What about O’Bryant, though, who has already endured a calf strain, high-ankle sprain along with constant pounding on the low block?
Again, O’Bryant snickered.
It’s just an occupational hazard.
“You’re never a 100 percent,” O’Bryant said. “No matter what percent I am, I’ve got to go out and give this team whatever I can, all I’ve got . I’m feeling fine that way.”
For his part, Jones references the taxing toll experienced by NBA brethren, whose 82-game regular season and travel demands exert a greater toll. Next, he contrasts that wringer to the 30-game schedule facing LSU, which, aside from this week, offers up games and practices at regular intervals.
“Our guys are young enough to do it, but also old enough to accept that responsibility,” Jones said. “Good teams do. You can’t point to those top teams in the country and say, ‘They’re not making any excuses.’ ”
Yet those groups, such as SEC leader Florida, tend to have a clutch of experienced upperclassmen at their disposal to serve as examples for moderating physical effort in practice and demonstrating the appropriate mental focus to digest scouting reports on a quick turn.
Not so much in Baton Rouge.
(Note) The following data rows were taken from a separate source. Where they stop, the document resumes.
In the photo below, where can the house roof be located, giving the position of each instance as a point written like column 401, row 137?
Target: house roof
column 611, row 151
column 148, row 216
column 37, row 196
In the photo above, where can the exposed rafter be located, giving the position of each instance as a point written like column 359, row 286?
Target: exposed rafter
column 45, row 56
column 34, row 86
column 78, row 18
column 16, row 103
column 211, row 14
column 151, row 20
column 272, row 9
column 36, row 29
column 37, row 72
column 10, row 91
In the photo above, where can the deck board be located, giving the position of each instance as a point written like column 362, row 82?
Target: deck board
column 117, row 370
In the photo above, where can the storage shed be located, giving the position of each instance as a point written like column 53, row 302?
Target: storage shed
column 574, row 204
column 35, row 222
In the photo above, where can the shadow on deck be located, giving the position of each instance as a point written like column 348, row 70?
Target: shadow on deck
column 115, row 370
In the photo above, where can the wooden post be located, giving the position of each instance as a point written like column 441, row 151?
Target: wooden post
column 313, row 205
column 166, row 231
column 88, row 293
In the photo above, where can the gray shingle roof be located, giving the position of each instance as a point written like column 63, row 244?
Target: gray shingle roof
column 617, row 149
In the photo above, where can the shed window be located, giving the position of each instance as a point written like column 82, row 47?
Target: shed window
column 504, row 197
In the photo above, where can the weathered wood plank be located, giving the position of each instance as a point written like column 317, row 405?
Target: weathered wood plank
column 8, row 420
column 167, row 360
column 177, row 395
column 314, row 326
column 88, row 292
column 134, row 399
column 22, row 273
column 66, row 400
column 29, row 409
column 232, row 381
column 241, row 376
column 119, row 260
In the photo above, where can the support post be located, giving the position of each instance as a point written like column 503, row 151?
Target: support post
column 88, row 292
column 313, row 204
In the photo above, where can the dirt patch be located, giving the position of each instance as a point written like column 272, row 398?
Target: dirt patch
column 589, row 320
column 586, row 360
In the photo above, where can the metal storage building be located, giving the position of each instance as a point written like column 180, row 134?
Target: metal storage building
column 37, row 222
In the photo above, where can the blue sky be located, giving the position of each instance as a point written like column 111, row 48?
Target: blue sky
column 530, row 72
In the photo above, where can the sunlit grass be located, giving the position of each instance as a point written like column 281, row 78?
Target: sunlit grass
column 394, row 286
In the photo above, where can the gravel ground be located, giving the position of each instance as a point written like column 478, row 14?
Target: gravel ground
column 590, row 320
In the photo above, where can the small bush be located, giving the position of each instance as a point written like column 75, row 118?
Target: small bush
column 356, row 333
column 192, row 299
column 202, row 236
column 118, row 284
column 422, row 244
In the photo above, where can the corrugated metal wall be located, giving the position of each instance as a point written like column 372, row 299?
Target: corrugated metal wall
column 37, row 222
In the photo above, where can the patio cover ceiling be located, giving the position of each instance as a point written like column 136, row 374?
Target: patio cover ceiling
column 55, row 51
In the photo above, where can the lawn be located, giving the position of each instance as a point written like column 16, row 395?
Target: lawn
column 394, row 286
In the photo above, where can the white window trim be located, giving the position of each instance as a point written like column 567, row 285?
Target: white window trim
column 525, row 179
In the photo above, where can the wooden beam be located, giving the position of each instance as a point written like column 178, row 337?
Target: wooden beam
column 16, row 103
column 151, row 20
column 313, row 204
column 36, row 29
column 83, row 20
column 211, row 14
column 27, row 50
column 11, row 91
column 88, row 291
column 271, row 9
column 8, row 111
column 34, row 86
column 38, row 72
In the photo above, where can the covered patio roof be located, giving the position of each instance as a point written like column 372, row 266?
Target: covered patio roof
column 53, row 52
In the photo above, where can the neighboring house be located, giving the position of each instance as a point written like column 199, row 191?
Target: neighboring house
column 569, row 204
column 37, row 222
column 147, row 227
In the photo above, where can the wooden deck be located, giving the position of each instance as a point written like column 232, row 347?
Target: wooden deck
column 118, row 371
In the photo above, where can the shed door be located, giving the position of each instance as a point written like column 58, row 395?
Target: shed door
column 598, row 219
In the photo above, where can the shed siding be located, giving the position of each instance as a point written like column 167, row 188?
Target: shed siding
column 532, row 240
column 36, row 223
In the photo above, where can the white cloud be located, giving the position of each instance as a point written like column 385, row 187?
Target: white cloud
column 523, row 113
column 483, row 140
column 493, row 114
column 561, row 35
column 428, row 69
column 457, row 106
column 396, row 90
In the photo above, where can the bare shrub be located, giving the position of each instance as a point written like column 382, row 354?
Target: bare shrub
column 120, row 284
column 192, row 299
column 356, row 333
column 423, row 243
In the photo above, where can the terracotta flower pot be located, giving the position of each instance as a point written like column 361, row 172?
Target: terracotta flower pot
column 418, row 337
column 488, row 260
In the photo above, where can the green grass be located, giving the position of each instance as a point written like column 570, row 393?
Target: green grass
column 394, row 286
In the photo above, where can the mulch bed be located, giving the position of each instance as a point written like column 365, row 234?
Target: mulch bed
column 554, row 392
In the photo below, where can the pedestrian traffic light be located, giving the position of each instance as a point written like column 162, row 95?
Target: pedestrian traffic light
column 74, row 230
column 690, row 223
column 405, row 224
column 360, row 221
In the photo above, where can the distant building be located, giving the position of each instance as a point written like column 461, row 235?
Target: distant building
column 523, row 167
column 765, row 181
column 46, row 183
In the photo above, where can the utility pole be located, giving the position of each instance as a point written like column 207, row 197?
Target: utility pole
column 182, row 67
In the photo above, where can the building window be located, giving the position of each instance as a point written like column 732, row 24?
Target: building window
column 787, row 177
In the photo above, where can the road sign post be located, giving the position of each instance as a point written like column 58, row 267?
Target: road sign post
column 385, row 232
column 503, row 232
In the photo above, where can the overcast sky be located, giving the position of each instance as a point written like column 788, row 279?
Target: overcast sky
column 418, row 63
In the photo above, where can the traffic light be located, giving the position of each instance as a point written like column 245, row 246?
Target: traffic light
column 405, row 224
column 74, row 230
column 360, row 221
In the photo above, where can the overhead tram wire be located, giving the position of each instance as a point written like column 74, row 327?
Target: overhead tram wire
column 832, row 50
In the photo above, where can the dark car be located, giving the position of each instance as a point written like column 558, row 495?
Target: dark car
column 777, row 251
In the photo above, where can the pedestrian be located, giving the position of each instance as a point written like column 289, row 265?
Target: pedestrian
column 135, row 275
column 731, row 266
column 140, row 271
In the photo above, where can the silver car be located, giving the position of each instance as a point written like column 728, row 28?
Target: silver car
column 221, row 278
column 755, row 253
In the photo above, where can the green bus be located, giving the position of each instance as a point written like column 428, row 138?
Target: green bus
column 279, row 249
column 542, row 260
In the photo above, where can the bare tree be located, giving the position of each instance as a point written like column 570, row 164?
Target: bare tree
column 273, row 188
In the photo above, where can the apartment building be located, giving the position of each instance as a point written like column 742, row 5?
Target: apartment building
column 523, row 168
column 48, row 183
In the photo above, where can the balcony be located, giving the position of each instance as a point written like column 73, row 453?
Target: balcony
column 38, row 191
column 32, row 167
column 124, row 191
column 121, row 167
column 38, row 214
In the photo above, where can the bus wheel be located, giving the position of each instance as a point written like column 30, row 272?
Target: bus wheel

Since the 2010 season, LSU has never ranked higher than No. 231, which is this year, in average years of collegiate experience, according to KenPom.com.
So in a vacuum of experience, the task falls to Hickey and O’Bryant, both sophomores, to serve as exhibits.
“I’m young, but somebody’s got to take leadership right now, and I want that leadership (role) for this team,” Hickey said. “I want to be the one pushing them when they think they can’t go no further. I want to push everybody else.”
Meanwhile, Jones has tried to adjust the workload to avoid overworking his core.
He gave them off Sunday and Monday, which the Tigers used for academic work. On Tuesday, they practiced at full speed before traveling Wednesday and emphasizing nuances of the scouting report.
LSU will stick primarily to scout work of State on Friday before an early tip Saturday.
On Sunday and Monday, Jones will moderate the workload before a road trip to Tennessee.
Tweaks aside, Jones’ underlying philosophy won’t change.
“You’re going to be banged up if you’re playing hard and giving a certain kind of effort,” he said.
“Tough teams are able to play through it.”